Webster re-joined the Wildcats for 2024–25 NBL season. He missed five games over the first half of the season and then on 19 December 2024, he was ruled out for six weeks with a hamstring injury.

On 6 March 2025, Webster signed with JL Bourg Basket of the French LNB Élite for the rest of the 2024–25 season.

On 2 December 2025, Webster signed with New Zealand Breakers as an injury replacement for Izayah Le'afa. He missed the NBL Ignite Cup Final, which the Breakers won 111–107 over the Adelaide 36ers.

In May 2026, Webster joined the Manawatu Jets for the rest of the 2026 New Zealand NBL season.

On 22 July 2026, Webster signed with Limoges CSP of French LNB Élite for the 2026–27 season.

==National team career==
In 2012, Webster represented New Zealand at the FIBA World Olympic Qualifying Tournament, where he averaged 13.5 points per game. He went on to represent New Zealand at the 2014 FIBA Basketball World Cup and the 2016 FIBA World Olympic Qualifying Tournament.

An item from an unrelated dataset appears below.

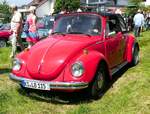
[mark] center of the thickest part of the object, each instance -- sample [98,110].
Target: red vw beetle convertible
[83,51]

In June 2026, Webster was named in the Tall Blacks squad for the third window of the FIBA Basketball World Cup 2027 Asian Qualifiers. In August 2026, he was named in the Tall Blacks squad for the next Asian qualifier window.

==Career statistics==

===EuroLeague===

| Year | Team | GP | GS | MPG | FG% | 3P% | FT% | RPG | APG | SPG | BPG | PPG | PIR |
|---|---|---|---|---|---|---|---|---|---|---|---|---|---|
| 2021–22 | Žalgiris | 21 | 7 | 12.5 | .326 | .222 | .739 | .9 | 1.6 | .3 | .1 | 4.0 | 2.0 |
| Career |  | 21 | 7 | 12.5 | .326 | .222 | .739 | .9 | 1.6 | .3 | .1 | 4.0 | 2.0 |

===College===

| Year | Team | GP | GS | MPG | FG% | 3P% | FT% | RPG | APG | SPG | BPG | PPG |
|---|---|---|---|---|---|---|---|---|---|---|---|---|
| 2013–14 | Nebraska | 32 | 30 | 22.8 | .304 | .171 | .619 | 2.1 | 2.0 | 0.8 | 0.1 | 3.9 |
| 2014–15 | Nebraska | 30 | 4 | 18.4 | .358 | .231 | .737 | 1.9 | 1.2 | 0.7 | 0.1 | 3.9 |
| 2015–16 | Nebraska | 34 | 18 | 27.7 | .474 | .350 | .740 | 4.1 | 1.9 | 1.4 | 0.4 | 10.1 |
| 2016–17 | Nebraska | 31 | 31 | 34.7 | .421 | .294 | .744 | 5.1 | 4.0 | 1.4 | 0.1 | 17.0 |
| Career |  | 127 | 83 | 25.9 | .414 | .279 | .715 | 3.3 | 2.3 | 1.0 | 0.2 | 8.8 |

==Personal life==
Webster is the son of Tony and Cherry Webster. His father played college basketball for Hawaii and played professionally in New Zealand. His older brother, Corey, also plays professional basketball.

As of January 2024, Webster had a son. In May 2024, he joined his partner in the U.S. ahead of the birth of their child.